Но как только он разглядел ее, красота девушки воскресила всю ту боль и страдания, которые причинила ему другая женщина, тоже красавица, и всколыхнула ненависть к женскому полу, которую он вынашивал в душе все эти два долгих года.

Он повременил с ответом, чему был искренне рад, ибо это позволило бы избежать злых, обидных слов, которые вертелись на языке. И не потому обрадовался, что стал вдруг лучше относиться к женщинам, просто ему пришелся по душе ее смелый ответ.

– Может, и не касается, – отозвался он, выдержав паузу, – но, кажется, требуется мое вмешательство. Слишком непривычно видеть белую женщину одну в этих краях. Вы действительно одна?

В голосе белого сквозило легкое беспокойство.

– Абсолютно, – отрезала она, – и впредь желаю того же.

– Уж не хотите ли вы сказать, что с вами нет носильщиков или соотечественников?

– Именно так!

Продолжая стоять к нему спиной, девушка не могла заметить оттенка участия, промелькнувшего на его лице, ни понять, что он беспокоится о ее безопасности, хотя сострадание его и не относилось лично к ней. Беспокойство, связанное с наличием или отсутствием белых мужчин, было для него столь же естественно, как и браконьерство.

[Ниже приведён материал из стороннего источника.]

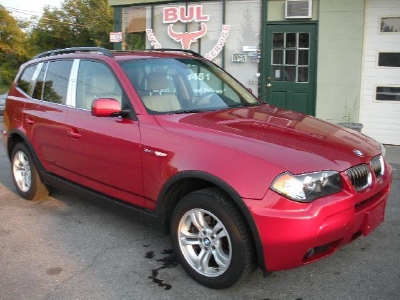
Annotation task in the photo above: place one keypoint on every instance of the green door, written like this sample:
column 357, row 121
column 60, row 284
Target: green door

– И у вас нет ни фургона, ни… – спросил он.

– Ничего.

– Ясно, что в одиночку в такую даль не забраться. Что стало с вашими спутниками?

– Они бросили меня.

– А белые? Что с ними?

– Их и не было.

Девушка повернулась к нему лицом, однако отвечала по-прежнему недружелюбно.

– Вы отправились в путь без единого белого спутника? – недоверчиво спросил он.

– Так точно.

– Когда же вас бросили ваши люди?

– Три дня тому назад.

– И что вы намерены делать? Одной оставаться вам нельзя, и я не представляю, как вы отправитесь дальше без носильщиков.